CFO Arnd Zinnhardt stated, "We invested in organic growth and also continued to accumulate
liquidity, as planned, in the first quarter. In addition, we used free cash for our current share
buy-back program. Even after acquiring LongJump, we will keep our options open for further
acquisitions that will enhance our portfolio and accelerate Software AG's growth."
Acquisition of LongJump
Software AG today announced its acquisition of LongJump, a U.S. based company. It was founded
in 2003 and has its headquarters in Santa Clara, California as well as a research & development
center in Indore, India.
LongJump serves a customer base of more than 220 international companies, offering them a
digital platform that enables users to create cloud-based applications independently, easily,
quickly and, most importantly, without the need for help from their IT department. The demand
for platforms such as this to efficiently develop applications internally is increasing steadily as
enterprises become digital.
Software AG is expanding its cloud expertise and extending its own cloud-ready product offering
with the acquisition of LongJump. At this year's CeBIT trade show in March Software AG
announced that it would gradually begin offering its product portfolio as Software-as-a-Service
from the cloud.
Employees
As of March 31, 2013 Software AG had 5,300 (Dec. 2012: 5,419) employees, of which 1,176 (Dec.

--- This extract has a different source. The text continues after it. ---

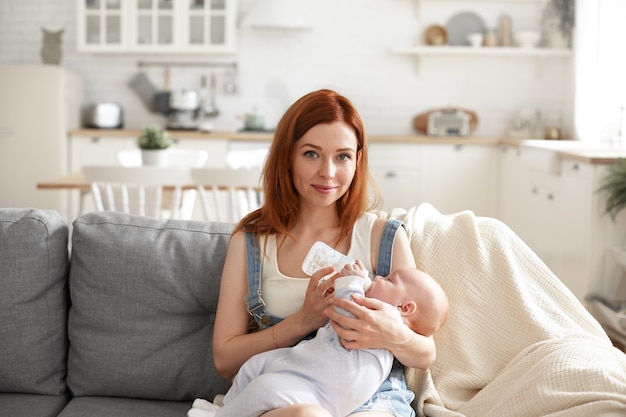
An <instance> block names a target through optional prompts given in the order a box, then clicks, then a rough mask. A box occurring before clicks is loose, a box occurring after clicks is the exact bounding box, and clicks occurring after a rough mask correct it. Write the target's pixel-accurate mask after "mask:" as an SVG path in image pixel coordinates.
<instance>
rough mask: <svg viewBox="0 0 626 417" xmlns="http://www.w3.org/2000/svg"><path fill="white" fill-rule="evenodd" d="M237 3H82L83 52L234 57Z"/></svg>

2012: 1,131) worked in Sales and Marketing and 901 (Dec. 2012: 887) in Research and
Development. The total number of employees in Germany was 1,727 (Dec. 2012: 1,768).
Outlook 2013
Software AG expects the positive business development to continue and confirms the forecast
which was released with the 2012 full-year results on January 29, 2013. Accordingly, the
company expects an increase in BPE revenue between 16 and 22 percent (at constant currency)
for fiscal year 2013. Revenue for the traditional ETS database business is likely to shrink between
4 and 9 percent (at constant currency), which will be more than offset by the targeted BPE
growth. Taking into account the additional investments for the expansion of sales and marketing,
earnings per share should be between €1.70 and €1.80.